As far as the Locarno’s works in progress sidebar is concerned, the producers of the following projects attended the festival and presented their work to industry professionals with the aim of facilitating the completion and distribution of their project: Wiktoria Szymańska with “13 Summers Under the Water”; Joanna Kos-Krauze and Krzysztof Krauze with “Birds Are Singing in Kigali”; Filip Bajon with “The Butler”; Jacek Piotr Bławut with “Days of Chocolate”; Maciej Pieprzyca with “I’m a Killer” and Maciej Sobieszczański with “Zgoda”. During the Industry Days at the festival, the films in post-production were screened for sales agents, buyers, programmers as well as postproduction support fund representatives attending the festival. The initiative, organized in collaboration with the Polish Film Institute and with the support of Fundacja Polskie Centrum Audiowizualne boasted, this year, with a jury made up of Kerem Ayan from the Istanbul International Film Festival; Cameron Bailey from the Toronto International Film Festival and Bero Beyer from the International Film Festival Rotterdam. The jury handed out the First Look Award on 8 August to Joanna Kos-Krauze and Krzysztof Krauze for “Birds Are Singing in Kigali,” sponsored by Cinelab Romania, and worth 65,000 euros in post-production services, “for its exploring complexity beetwen host and guest and its intimate tensions between two women after the Rwanda Genocide” while “Zgoda,” Maciej Sobieszczanski’s first work won the second prize, offered by Le Film Français in advertising worth 5,500 euros.

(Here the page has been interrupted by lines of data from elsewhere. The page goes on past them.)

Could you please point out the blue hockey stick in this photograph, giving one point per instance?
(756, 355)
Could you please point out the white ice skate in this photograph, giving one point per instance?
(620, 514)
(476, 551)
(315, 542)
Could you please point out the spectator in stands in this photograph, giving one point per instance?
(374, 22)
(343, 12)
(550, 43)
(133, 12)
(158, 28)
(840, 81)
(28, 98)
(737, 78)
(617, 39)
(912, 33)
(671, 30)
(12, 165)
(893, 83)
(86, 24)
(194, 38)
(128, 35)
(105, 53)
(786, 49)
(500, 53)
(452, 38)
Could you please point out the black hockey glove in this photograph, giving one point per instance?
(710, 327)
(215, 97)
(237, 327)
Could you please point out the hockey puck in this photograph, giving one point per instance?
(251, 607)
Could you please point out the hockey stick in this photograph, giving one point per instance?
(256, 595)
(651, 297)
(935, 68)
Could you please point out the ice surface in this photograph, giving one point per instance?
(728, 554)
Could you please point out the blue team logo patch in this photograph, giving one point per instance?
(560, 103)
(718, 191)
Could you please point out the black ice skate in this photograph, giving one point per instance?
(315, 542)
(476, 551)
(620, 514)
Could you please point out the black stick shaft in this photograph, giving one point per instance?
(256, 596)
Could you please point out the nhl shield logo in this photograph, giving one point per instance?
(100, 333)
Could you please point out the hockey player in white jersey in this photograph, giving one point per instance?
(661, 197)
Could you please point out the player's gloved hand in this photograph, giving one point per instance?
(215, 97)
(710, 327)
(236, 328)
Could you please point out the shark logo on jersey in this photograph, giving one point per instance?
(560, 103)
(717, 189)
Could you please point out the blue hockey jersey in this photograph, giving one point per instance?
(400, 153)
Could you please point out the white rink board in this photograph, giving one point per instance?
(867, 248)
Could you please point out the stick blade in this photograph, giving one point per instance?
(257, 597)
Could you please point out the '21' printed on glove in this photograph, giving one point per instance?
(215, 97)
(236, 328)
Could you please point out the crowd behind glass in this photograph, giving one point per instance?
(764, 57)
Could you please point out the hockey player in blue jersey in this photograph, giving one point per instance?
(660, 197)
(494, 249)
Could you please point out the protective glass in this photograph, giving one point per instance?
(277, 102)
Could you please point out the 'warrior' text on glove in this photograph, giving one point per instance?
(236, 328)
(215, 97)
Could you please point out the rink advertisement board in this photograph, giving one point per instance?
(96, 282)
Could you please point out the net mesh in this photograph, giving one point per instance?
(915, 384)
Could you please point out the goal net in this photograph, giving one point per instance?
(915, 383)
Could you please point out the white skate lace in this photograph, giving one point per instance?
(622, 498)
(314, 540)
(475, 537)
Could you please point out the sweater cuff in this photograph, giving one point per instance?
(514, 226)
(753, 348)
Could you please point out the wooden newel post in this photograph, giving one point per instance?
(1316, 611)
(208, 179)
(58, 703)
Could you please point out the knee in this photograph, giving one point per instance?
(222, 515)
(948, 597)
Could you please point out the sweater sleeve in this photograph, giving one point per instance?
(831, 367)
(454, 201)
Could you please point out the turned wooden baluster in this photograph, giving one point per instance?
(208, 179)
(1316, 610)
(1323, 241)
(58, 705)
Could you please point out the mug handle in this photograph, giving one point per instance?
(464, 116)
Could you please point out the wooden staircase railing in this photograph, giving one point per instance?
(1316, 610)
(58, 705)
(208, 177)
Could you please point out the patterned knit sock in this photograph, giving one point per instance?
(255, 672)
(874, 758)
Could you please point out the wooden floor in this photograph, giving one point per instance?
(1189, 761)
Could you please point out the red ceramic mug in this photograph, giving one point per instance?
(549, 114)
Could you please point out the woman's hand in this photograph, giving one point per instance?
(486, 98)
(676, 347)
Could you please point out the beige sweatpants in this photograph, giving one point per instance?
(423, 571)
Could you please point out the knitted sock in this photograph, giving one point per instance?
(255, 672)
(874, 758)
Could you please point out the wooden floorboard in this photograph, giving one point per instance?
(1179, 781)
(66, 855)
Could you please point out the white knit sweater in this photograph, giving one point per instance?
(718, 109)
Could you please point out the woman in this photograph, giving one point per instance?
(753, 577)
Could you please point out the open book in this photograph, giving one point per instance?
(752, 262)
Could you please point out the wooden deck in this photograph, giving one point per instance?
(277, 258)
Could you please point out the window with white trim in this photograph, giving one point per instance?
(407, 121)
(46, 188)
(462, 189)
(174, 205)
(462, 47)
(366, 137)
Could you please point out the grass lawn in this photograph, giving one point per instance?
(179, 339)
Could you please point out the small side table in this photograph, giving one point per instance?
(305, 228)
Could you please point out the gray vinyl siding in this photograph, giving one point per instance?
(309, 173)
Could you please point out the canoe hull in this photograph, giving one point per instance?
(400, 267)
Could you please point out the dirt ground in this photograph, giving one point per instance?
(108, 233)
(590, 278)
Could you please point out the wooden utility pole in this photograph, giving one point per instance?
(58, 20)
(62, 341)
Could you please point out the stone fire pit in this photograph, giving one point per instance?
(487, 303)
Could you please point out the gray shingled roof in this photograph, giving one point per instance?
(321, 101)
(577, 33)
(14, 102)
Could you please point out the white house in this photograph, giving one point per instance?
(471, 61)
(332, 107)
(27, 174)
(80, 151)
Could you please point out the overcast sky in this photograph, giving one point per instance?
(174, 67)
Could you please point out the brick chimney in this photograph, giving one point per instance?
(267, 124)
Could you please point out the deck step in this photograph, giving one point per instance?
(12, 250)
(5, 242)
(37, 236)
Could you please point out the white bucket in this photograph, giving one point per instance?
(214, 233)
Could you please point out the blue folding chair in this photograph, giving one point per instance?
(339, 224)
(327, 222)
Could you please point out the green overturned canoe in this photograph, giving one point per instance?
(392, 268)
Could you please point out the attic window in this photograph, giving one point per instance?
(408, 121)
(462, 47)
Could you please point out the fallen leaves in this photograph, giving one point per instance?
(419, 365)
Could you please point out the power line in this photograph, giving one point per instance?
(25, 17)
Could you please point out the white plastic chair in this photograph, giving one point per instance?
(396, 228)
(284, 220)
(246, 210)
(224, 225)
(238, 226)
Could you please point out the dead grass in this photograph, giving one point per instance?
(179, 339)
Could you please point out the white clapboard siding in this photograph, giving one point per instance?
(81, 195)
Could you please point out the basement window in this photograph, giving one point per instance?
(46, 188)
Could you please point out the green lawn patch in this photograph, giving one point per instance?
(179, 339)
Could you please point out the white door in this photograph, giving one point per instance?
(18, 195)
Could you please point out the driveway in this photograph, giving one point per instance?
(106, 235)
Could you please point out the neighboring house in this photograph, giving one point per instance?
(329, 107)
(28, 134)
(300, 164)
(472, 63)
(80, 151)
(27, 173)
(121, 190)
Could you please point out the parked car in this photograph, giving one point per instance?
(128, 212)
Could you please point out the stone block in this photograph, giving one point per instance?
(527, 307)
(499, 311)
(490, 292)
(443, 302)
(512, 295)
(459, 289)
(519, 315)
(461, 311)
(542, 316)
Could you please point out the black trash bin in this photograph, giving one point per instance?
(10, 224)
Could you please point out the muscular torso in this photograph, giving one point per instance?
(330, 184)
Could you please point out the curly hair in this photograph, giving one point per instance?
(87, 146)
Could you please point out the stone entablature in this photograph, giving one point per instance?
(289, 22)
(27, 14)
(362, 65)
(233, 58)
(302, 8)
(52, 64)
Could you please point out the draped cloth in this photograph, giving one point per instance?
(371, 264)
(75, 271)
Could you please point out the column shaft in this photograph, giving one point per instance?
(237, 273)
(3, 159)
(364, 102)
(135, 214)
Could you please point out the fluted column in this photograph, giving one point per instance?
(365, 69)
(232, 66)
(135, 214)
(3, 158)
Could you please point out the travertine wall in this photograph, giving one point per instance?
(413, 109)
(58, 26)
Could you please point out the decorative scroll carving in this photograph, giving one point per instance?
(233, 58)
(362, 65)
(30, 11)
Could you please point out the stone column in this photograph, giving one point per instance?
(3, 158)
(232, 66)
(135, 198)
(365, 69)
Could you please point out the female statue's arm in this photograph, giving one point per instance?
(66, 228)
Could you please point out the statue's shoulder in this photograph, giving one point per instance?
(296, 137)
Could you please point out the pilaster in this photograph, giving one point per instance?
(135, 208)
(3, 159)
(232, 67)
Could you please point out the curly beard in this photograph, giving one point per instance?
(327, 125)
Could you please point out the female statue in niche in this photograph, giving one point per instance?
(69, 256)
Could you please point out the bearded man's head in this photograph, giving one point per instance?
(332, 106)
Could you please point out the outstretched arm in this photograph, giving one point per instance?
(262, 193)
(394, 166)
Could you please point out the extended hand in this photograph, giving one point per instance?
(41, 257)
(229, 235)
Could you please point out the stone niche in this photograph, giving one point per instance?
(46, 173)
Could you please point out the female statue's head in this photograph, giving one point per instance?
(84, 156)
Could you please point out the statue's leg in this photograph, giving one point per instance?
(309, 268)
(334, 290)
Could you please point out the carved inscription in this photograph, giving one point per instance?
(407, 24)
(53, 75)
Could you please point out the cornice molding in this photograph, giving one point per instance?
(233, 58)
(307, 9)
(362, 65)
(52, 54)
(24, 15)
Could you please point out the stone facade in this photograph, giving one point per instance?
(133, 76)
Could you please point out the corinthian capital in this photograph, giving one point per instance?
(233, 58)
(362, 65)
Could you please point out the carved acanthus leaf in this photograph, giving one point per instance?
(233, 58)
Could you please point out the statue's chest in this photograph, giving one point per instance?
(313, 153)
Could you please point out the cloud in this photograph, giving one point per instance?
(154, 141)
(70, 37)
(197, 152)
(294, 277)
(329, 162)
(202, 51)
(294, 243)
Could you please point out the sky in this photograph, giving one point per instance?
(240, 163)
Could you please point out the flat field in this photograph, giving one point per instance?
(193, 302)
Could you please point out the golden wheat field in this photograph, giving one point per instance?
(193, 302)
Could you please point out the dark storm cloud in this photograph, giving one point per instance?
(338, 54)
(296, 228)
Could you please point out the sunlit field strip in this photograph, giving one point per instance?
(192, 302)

Sobieszczanski isa first time director with the ability to take a new lens on an overlit historical background with the support of talented cinematographer Valentyn Vasyanovych,” the jury stated.

Last but not least, five of this year’s Polish Days titles will be shown at the 41st edition of the Gdynia Film Festival that will run from 19 to 25 September.

Maciej Pieprzvyca’s “I’m A Killer,” which was shown in the works in progress section and also selected for Locarno’s First Look sidebar – as mentioned previously –, will have its world premiere in Gdynia’s Main Competition slate alongside Grzegorz Zariczny’s “Waves,” Kuba Czekaj’s “The Erlprince” and Jan P. Matuszynski’s “The Last Family”. Furthermore, Karolina Bregula’s “Office For Monument Construction,” presented as a work in progress, will have its world premiere in the Visions Apart Competition.

The four-title line-up for Gdynia’s Visions Apart Competition was selected among fourteen submitted titles, also including Marta Minorowicz’s “Zud” that premiered at the 2016 Berlinale, as well as one of this year’s New Horizons Competition films, “Ederly,” by Piotr Dumała.